The goal is to give defenders a head start, allowing them to identify and fix vulnerabilities before similar tools become widely available.

 

At the same time, the model’s growing visibility raises questions about how tightly it can be controlled.

 

Reports from TechCrunch indicate that tools linked to Mythos may have been accessed beyond authorised channels, raising questions about how tightly such systems can be contained once they move beyond internal testing.

 

In parallel, other reports suggest that government-linked actors, including those associated with the US National Security Agency (NSA), are already exploring or using Anthropic’s cyber-focused models despite internal disagreements within defence circles.

 

Within the AI industry, there is still no clear consensus on how to interpret models like Mythos.

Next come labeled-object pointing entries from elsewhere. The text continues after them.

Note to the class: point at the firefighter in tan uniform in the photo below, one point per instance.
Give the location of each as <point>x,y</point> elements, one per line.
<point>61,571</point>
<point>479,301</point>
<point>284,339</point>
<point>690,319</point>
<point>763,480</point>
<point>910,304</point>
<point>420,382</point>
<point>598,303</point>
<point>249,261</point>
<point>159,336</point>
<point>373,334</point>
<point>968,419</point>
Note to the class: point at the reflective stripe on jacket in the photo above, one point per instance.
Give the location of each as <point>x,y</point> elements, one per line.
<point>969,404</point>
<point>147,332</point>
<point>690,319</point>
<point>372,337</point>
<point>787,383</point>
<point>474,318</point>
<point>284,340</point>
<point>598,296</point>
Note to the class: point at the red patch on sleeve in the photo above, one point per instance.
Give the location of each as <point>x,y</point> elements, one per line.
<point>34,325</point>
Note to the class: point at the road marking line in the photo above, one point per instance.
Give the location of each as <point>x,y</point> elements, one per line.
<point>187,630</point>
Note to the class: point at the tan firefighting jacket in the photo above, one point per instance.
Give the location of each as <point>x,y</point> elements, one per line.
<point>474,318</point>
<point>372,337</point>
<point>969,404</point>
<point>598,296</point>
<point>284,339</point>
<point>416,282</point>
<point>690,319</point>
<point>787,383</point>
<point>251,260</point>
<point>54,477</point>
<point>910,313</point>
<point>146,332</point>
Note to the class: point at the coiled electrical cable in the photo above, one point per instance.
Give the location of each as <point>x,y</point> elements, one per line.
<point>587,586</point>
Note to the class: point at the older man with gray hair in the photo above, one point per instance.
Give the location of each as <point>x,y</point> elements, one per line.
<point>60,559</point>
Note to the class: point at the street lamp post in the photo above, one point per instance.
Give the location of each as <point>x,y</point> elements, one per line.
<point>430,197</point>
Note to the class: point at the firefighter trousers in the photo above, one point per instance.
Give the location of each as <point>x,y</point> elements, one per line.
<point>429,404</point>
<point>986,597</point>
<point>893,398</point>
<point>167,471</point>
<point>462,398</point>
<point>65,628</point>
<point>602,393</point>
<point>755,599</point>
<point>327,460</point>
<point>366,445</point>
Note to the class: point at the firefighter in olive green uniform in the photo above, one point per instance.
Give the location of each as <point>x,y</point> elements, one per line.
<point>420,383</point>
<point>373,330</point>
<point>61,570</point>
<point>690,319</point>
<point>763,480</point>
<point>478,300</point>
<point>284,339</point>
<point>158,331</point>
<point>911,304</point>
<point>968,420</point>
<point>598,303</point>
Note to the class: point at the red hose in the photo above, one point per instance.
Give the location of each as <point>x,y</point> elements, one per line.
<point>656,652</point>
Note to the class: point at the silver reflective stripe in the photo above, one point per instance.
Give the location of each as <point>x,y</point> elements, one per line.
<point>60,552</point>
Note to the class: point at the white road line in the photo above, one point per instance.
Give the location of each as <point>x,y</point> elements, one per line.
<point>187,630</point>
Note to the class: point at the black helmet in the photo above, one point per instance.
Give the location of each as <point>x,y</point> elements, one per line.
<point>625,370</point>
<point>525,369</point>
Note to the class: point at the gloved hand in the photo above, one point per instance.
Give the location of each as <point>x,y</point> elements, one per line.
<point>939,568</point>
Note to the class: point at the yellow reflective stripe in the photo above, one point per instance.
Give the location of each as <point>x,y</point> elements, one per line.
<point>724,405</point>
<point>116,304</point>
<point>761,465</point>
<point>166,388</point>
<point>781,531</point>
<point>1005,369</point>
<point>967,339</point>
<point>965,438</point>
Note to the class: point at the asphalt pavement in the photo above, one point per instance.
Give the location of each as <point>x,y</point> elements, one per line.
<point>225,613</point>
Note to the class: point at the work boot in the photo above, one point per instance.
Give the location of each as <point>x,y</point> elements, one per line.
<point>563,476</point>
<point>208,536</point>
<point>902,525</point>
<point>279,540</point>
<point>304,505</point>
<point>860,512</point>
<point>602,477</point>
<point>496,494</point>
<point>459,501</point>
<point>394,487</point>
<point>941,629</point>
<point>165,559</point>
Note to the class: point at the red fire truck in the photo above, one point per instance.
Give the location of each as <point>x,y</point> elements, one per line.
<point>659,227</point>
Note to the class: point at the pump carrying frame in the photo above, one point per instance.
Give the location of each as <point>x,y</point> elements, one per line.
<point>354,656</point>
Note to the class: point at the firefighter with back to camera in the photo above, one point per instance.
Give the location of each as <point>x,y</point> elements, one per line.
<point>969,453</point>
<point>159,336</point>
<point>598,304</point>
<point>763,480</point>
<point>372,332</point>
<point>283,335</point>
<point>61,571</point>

In comments reported by TechCrunch, OpenAI CEO Sam Altman criticised what he described as “fear-based marketing” around cyber-focused AI systems. This suggests that some view the concerns as overstated, while others see these systems as fundamentally changing the security landscape.

What happens next

Anthropic has made it clear that Mythos, in its current form, is unlikely to be released as a general-purpose product.

 

Instead, the focus is on developing safeguards that can limit the model’s most dangerous capabilities while still allowing it to be used for defensive purposes. Future models may incorporate these protections before being deployed more broadly.

 

What happens next depends less on one model, and more on how quickly the rest of the industry catches up, and how well systems can adapt to a world where finding vulnerabilities is no longer the hardest part.